To dump the innovation patent system and erase the advantages of rapid and inexpensive patents is contrary to the interests of Australian small businesses relying on the protection of their innovative technology. In my experience, in my reading of history and technology, innovation comes from the individual. Small businesses rely on the individual and they create the perfect ground for the fertilising and developing of ideas. This is, in a sense, a trade measure that works contrary to Australian interests. That's what the government is proposing. Why would they do so?

Perhaps the Prime Minister's admission a week ago last Thursday, when he talked about unaccountable, internationalist bureaucrats who dictate the globalist agenda, leads to the answer.

Australia became a signatory to the UN's Lima Declaration in 1975, when Prime Minister Gough Whitlam, the Labor Prime Minister, signed the declaration. It was ratified the following year by Prime Minister Malcolm Fraser, the Liberal Prime Minister. The original signing was at the second general conference of the United Nations Industrial Development Organization, UNIDO, held in Lima, Peru. By the way, major countries around the world did not commit to it but Australia did. We committed to adopting trade measures designed to ensure increased exports from developing countries to developed countries, including Australia, and to stimulate free trade transfer of our processes, our management and our technology to the Third World. Look at what that has done. These measures have been devastating to Australian manufacturing, agriculture and industry generally and to the Australian economy in general. A global approach has not been good for Australian interests, when Australian interests must come first. The government's responsibility is to the people of Australia and to the country of Australia.

In 1994, the Liberal Premier of Western Australia, Richard Court, outlined the way in which our government had been usurped by the United Nations, in particular, and other globalist entities. That was 25 years ago. Two years later, 23 years ago, Pauline Hanson MP, as she was known at the time, also spoke about the erosion of Australian sovereignty and the decimation of Australian industry due to the UN and other globalist entities. Ten years ago, when I learned about it, I started speaking about it. We can assure everyday Australians that we will work relentlessly to restore Australian sovereignty. We are far too closely aligned with the UN, whose interests are not aligned with the interests of Australia. We need to restore governance in Australia that is working for Australia's interests, and we will continue to work to restore governance in Australia that is working for Australia's interests.

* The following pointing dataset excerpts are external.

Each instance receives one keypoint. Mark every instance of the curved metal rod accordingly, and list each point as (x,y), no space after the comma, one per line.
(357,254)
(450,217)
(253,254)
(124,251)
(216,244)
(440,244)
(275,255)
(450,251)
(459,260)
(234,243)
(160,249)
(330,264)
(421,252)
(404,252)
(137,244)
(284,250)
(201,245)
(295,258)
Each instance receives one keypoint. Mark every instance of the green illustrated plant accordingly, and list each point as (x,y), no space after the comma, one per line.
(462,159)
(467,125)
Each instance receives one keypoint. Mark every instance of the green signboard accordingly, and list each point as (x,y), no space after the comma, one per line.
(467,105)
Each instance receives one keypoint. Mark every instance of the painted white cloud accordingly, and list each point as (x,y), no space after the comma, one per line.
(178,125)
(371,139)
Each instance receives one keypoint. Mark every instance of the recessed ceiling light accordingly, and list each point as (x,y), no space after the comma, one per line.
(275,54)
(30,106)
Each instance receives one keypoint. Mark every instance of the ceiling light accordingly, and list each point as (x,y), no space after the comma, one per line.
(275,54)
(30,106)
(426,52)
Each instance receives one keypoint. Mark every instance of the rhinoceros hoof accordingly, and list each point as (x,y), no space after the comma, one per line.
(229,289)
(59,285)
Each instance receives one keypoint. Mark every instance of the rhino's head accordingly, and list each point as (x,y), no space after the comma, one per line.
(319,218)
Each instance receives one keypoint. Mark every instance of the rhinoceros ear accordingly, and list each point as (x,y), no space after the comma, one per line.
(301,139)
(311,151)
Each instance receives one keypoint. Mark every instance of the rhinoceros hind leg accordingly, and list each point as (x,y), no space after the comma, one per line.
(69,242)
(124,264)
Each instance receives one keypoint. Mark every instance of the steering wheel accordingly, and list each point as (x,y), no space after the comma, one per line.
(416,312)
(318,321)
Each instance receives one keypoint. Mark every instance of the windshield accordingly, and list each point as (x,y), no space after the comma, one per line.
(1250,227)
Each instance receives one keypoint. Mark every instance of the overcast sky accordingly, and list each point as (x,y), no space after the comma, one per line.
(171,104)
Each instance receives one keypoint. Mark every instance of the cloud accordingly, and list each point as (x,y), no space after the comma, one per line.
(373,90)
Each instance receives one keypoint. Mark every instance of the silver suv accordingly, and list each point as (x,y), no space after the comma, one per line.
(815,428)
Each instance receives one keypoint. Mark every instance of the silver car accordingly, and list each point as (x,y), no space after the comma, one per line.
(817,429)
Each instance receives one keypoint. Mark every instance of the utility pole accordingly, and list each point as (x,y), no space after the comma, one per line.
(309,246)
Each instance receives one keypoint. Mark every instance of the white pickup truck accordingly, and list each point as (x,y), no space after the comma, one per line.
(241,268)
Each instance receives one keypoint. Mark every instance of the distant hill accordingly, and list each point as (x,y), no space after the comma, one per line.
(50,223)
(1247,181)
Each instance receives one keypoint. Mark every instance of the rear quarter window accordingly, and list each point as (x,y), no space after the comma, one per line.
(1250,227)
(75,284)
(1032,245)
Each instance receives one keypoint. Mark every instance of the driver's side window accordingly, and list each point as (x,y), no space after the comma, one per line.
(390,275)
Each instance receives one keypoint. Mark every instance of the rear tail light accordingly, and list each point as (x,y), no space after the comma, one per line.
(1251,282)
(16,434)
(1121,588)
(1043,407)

We need to protect small business intellectual property. The major parties—Liberal and Labor—have let down the Australian public in many ways. This bill, which neglects small business, is just another example of the sellout of the interests of Australians by the government. So I support the amendments that, as he foreshadowed, Senator Patrick will move, because they will maintain the protections achieved by the current innovation patent system, and we are opposed to the removal of the innovation patent system.